One correct approach is:

int provided, required = MPI_THREAD_MULTIPLE;
MPI_Init_thread(NULL, NULL, required, &provided);
/* ... */
int local_work[] = {2, 3};
/* ... */
compute_row(local_work[k], working_data_set, next_working_data_set);
/* ... */
MPI_Wait(&sent_from_source[0], MPI_STATUS_IGNORE);
MPI_Wait(&sent_from_source[1], MPI_STATUS_IGNORE);
/* ... */
int non_local_work[] = {1, 4};
/* ... */
compute_row(non_local_work[k], working_data_set, next_working_data_set);

Setting the proper thread affinity

Setting the affinity or the preferred location of threads in the hardware is crucial for the performance of hybrid MPI+OpenMP applications specially in modern architectures which are composed of several non-uniform memory access (NUMA) nodes.
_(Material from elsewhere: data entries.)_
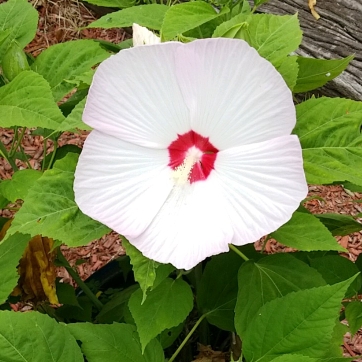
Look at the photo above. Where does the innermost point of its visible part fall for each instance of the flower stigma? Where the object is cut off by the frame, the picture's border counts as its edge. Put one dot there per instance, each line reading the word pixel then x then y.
pixel 192 158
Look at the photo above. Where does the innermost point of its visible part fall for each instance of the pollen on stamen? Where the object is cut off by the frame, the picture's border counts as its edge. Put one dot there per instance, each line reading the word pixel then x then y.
pixel 181 174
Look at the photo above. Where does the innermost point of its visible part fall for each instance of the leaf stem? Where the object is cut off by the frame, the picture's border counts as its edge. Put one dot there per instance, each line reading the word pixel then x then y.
pixel 79 281
pixel 237 251
pixel 187 338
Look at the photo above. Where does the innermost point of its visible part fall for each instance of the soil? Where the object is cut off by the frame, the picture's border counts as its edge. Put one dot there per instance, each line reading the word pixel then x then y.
pixel 64 20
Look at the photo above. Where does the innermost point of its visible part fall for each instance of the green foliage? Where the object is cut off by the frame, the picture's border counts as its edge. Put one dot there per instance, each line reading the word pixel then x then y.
pixel 217 291
pixel 11 250
pixel 300 321
pixel 314 237
pixel 61 63
pixel 28 102
pixel 274 37
pixel 19 185
pixel 113 3
pixel 354 316
pixel 314 73
pixel 57 215
pixel 115 342
pixel 186 16
pixel 329 131
pixel 270 278
pixel 37 338
pixel 335 268
pixel 146 270
pixel 150 16
pixel 166 306
pixel 19 20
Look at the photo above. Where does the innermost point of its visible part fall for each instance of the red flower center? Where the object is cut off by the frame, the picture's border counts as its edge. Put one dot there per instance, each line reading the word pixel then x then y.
pixel 192 157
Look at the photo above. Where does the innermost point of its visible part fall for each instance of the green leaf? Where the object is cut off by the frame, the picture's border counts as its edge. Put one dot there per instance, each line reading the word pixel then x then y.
pixel 32 336
pixel 305 232
pixel 19 185
pixel 11 250
pixel 62 63
pixel 166 306
pixel 354 316
pixel 74 119
pixel 339 224
pixel 329 132
pixel 144 269
pixel 288 68
pixel 272 277
pixel 113 3
pixel 115 342
pixel 186 16
pixel 335 269
pixel 314 73
pixel 113 311
pixel 273 36
pixel 21 19
pixel 28 102
pixel 150 16
pixel 301 321
pixel 218 289
pixel 49 208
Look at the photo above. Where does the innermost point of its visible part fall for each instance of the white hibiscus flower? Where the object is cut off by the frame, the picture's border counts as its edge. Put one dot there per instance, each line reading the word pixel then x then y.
pixel 191 149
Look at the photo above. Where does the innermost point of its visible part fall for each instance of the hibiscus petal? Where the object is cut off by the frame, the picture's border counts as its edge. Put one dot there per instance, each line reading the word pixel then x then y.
pixel 190 226
pixel 135 97
pixel 263 183
pixel 235 96
pixel 121 184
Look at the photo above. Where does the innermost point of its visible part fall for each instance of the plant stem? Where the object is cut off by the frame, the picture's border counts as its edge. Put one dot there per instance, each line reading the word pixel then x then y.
pixel 79 281
pixel 5 154
pixel 187 338
pixel 237 251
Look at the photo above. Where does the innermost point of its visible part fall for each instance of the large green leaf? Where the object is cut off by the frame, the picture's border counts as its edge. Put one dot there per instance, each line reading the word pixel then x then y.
pixel 11 251
pixel 272 277
pixel 49 208
pixel 166 306
pixel 114 342
pixel 339 224
pixel 28 102
pixel 329 132
pixel 216 296
pixel 186 16
pixel 335 269
pixel 145 270
pixel 32 336
pixel 62 63
pixel 354 316
pixel 21 19
pixel 150 16
pixel 300 321
pixel 19 185
pixel 273 36
pixel 74 119
pixel 113 3
pixel 305 232
pixel 314 73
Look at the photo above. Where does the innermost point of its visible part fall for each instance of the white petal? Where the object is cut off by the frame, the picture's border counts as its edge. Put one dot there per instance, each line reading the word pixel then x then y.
pixel 120 184
pixel 135 96
pixel 191 226
pixel 235 96
pixel 263 183
pixel 143 36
../_images/kebnekaise.png — Kebnekaise architecture contains two NUMA nodes and 14 cores per NUMA node. Also several levels of cache L1,L2, and L3 can be seen in this architecture.

In addition to the physical cores (28 per node on Kebnekaise), logical cores could be available in your system but this option is usually turned-off in HPC systems. In the case of Kebnekaise, only one thread can run on a physical core:

$ lscpu | grep -i 'core\|thread\|Socket'

Thread(s) per core:              1
Core(s) per socket:              14
Socket(s):                       2

Without specifying the location of threads, the OS decides where the threads are placed. Binding of OpenMP threads can be controlled with the enviroment variables:

OMP_PROC_BIND

OMP_PROC_BIND=false,true,close,primary,spread

Parameters

true and false values tell the OS whether threads are fixed or they can move to a different core, respectively. primary will place all the threads on the same core where the primary thread for each rank will run. close and spread are used to place the threads close to each other or well separated, respectively.

OMP_PLACES

OMP_PLACES=cores,threads,sockets

Parameters

cores denotes a physical core location, threads is used to bind to hyperthreads (if available), and sockets is used to denote a single socket per thread.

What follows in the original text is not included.